Pennsylvania junior Jeff Barrett has been taking a multivitamin every day since high school and believes every student should care more about their vitamin intake.

"Most college students don't care," he said. "They take what they find."

That kind of whatever-you-can-find approach actually does no good, nutrition experts say. In fact, the unbalanced mix-and-match vitamin content in energy drinks, for example, can often do more harm than good.

A healthy diet is one of those things that falls by the wayside for many students due to limited means and hectic schedules. Still, students should be educated on what they eat, said Roschelle Heuberger, an associate professor of nutrition and registered dietician.

Need a good rule of thumb? "Never take a formulation that gives you more than 100 percent of the daily intake," she said.

Barrett feels the multivitamin capsule is all anyone really needs, because it offers just enough of everything.

"If you took another specific vitamin it would be too much for the body to handle," Barrett said.

With the recession, fewer people have health insurance and are spending more money on vitamins to try to prevent illness, said J.W. Hollingsworth, store manager at GNC. 2155 S. Mission St.

Hollingsworth said he sees a lot of college students, and lately he has seen more females visiting the store.

Males usually come in to get supplements to help them build muscle, but females are coming in to simply stay healthy, he said.

Tara Cuthbertson, a Port Huron senior, said she takes flaxseed oil, which helps with stress; a B-complex, a health and mood booster, and blue-green algae, which replaces all the grain she would need for a day.

"Whether it's the power of the mind or not, it works," she said.

Vitamin and mineral production is not regulated by the Food and Drug Administration, so people need to be aware of what they are buying, Heuberger said.

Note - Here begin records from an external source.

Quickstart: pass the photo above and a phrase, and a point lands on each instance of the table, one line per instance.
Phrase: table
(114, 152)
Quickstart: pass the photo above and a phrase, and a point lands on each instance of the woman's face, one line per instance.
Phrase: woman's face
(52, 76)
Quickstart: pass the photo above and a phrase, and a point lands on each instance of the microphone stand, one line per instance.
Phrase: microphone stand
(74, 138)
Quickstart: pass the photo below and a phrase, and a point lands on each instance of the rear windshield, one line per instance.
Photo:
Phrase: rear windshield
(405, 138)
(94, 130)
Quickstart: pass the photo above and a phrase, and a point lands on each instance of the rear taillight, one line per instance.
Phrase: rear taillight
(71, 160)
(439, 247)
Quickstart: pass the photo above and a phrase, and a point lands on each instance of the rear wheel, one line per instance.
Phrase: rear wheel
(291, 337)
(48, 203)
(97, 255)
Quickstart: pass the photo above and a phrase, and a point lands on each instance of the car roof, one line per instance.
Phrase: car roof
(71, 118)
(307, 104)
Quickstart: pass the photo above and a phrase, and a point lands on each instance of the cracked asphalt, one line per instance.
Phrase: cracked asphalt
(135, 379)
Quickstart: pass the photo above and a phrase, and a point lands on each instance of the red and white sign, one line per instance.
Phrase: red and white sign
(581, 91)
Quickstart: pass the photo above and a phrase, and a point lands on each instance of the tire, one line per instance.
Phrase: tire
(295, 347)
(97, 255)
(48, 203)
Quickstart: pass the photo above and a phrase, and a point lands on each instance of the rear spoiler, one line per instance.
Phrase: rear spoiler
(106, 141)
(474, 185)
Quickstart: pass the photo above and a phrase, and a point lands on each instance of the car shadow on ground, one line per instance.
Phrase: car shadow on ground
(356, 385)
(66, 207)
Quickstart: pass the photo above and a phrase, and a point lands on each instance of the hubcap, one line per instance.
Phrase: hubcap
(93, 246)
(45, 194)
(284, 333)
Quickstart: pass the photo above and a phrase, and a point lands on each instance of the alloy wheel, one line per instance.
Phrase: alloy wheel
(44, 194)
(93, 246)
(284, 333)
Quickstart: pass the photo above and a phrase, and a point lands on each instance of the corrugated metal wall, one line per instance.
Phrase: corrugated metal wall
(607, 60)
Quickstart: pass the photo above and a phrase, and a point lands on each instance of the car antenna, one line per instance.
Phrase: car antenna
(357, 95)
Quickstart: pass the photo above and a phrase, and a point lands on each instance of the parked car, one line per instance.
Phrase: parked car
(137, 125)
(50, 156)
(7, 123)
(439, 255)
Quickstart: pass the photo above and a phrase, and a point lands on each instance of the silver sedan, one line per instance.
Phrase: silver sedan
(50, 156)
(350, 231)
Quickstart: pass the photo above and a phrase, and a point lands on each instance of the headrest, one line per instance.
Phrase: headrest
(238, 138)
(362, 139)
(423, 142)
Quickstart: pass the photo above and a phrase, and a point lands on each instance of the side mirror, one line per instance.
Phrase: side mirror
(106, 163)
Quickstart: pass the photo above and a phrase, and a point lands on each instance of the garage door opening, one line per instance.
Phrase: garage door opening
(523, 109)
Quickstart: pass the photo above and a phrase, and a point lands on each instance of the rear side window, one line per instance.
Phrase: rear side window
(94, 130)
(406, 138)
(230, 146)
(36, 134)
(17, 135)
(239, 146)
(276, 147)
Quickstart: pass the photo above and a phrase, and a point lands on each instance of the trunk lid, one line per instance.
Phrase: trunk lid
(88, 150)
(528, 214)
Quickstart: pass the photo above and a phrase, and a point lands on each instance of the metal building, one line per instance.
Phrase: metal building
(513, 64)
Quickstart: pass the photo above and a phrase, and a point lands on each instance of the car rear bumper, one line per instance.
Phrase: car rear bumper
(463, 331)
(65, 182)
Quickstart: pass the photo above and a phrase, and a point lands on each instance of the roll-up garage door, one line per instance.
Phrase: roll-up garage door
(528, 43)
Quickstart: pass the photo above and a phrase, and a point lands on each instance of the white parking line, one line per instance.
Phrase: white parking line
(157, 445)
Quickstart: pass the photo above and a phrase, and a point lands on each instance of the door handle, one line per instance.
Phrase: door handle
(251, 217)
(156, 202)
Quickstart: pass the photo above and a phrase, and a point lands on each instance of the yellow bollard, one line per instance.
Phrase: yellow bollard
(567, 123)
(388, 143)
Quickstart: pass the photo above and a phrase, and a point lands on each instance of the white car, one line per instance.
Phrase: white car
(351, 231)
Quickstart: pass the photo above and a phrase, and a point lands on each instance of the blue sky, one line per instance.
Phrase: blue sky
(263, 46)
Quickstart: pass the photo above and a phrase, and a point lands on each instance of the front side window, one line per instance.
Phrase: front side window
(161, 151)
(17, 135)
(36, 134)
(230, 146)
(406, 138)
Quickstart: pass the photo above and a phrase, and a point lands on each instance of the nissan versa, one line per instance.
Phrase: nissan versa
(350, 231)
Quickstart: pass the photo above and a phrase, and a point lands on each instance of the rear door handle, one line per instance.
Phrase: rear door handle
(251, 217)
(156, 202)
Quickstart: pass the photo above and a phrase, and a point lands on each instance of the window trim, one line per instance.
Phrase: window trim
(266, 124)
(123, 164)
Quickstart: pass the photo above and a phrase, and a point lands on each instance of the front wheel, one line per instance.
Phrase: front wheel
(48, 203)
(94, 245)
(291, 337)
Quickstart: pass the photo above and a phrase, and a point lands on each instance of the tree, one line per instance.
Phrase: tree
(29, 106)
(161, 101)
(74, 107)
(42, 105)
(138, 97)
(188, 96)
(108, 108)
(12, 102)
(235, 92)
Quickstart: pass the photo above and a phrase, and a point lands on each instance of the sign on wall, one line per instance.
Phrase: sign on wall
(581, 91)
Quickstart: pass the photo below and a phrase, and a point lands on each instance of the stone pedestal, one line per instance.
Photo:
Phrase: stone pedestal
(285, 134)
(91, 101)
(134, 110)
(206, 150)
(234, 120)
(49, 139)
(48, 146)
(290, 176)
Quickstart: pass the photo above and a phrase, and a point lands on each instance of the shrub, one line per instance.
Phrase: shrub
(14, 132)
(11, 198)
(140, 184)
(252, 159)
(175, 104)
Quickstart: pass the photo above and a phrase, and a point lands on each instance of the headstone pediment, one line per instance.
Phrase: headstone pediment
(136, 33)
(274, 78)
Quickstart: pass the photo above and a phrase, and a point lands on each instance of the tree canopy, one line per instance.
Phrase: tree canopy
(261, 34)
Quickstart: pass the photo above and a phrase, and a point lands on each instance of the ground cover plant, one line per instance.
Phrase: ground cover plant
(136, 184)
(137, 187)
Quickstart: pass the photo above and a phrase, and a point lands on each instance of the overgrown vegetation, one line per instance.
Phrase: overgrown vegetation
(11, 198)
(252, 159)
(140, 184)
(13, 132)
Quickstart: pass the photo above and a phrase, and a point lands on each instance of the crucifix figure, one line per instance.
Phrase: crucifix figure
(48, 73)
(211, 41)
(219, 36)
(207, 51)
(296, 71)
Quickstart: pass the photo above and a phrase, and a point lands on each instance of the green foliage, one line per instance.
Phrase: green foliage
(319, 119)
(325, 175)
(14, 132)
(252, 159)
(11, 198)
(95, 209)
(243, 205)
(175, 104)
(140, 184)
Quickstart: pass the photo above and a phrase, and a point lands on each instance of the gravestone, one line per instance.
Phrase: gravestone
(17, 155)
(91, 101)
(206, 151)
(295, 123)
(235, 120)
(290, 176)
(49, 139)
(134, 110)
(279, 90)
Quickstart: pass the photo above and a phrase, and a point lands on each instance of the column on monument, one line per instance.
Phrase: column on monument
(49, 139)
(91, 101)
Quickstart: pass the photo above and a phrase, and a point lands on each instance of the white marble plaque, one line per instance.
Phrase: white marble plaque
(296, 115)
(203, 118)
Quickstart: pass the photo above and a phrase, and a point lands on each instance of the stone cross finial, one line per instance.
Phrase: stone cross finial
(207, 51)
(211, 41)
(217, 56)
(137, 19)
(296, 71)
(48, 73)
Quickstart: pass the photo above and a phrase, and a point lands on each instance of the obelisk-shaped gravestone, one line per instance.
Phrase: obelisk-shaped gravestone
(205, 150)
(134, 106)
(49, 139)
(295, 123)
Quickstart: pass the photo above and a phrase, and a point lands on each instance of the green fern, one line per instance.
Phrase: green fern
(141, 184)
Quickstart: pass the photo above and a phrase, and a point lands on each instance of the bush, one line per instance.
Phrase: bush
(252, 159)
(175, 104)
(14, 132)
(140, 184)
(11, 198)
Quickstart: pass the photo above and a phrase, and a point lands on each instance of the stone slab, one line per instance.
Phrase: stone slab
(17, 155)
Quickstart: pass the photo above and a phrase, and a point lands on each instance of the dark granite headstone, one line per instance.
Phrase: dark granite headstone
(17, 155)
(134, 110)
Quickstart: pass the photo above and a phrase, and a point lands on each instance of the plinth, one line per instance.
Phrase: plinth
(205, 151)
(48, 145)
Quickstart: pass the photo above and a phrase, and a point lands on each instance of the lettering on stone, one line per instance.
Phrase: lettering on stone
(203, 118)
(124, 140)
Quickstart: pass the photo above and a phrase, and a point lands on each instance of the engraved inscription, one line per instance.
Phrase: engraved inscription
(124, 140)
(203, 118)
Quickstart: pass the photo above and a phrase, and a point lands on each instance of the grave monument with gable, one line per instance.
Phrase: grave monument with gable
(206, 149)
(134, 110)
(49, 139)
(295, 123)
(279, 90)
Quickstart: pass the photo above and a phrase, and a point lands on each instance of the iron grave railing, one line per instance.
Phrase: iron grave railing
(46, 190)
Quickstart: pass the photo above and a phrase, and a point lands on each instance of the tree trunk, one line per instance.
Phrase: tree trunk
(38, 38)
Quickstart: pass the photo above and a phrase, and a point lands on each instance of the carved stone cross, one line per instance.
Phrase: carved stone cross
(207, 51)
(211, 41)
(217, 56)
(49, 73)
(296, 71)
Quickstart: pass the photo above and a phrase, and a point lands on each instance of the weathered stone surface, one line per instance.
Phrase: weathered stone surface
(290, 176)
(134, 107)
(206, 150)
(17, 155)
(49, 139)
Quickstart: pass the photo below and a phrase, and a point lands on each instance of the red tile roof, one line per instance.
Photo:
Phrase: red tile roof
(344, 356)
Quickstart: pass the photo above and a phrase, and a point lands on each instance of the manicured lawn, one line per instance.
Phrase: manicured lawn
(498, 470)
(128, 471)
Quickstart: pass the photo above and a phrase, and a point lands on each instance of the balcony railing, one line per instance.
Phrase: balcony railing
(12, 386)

The body can become dependent on getting nutrients in that way, which is unnatural. If individuals take too much, when they stop taking the supplement, their body thinks it has a deficiency, Heuberger said.

"The biggest concerns that I have are people using energy drinks," she said. "They tend to have really, really high levels of certain things, and not of everything, which causes a lot of imbalances."